Over the previous decade or so, requires kinder, gentler content material appear pushed much less by worries that, say, depictions of violence will trigger issues in the true world and extra concerning the ache and struggling that dangerous representations of explicit kinds of characters would possibly trigger amongst some viewers. Certainly, the final time The Simpsons was broadly mentioned was in 2017, when comic Hari Kondabolu* referred to as out the present for its supposedly one-dimensional illustration of South Asians within the documentary The Drawback with Apu. In consequence, the actor who voiced Kwik-E-Mart proprietor Apu, Hank Azaria, stopped doing the character. A number of years later, throughout riots and protests within the wake of the police killing of George Floyd, the producers of The Simpsons introduced that it could “no longer have white actors voice non-white characters.”

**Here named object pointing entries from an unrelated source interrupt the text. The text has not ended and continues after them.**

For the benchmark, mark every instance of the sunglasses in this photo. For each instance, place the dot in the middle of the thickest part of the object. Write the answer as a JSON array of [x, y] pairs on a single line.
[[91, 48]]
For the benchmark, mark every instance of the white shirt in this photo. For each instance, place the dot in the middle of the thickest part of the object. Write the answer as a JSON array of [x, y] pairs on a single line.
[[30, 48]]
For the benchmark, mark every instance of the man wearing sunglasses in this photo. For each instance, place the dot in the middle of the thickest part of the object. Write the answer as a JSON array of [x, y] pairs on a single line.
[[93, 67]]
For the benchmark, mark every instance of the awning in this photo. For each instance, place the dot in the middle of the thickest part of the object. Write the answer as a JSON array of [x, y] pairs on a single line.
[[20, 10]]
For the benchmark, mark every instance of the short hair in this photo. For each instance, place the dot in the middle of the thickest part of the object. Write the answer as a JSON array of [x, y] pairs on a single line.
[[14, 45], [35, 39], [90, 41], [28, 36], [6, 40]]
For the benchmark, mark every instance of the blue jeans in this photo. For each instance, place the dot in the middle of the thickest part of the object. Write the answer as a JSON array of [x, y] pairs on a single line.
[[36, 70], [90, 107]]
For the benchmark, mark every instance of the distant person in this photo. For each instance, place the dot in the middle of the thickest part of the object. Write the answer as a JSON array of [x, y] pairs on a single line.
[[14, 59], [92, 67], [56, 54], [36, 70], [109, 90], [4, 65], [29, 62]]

Nevertheless well-intentioned such gestures may be, it is clear that they’ve carried out nothing to deliver viewers again to The Simpsons. In its first few seasons, it averaged nicely over 20 million viewers per episode. Its most up-to-date full season drew lower than a tenth of that.
“Itchy & Scratchy & Marge” ends with Marge renouncing paternalistic censorship after a motion impressed by her personal activism launches a marketing campaign to place pants on Michelangelo’s David. Thirty-three years later, the present that after challenged the censorial zeitgeist now appears all an excessive amount of part of it.
CORRECTION: This text initially misidentified the author and star of The Drawback with Apu as Akaash Singh, whose 2022 comedy particular Deliver Again Apu argues that The Simpsons character “is not racist, he’s the American Dream.”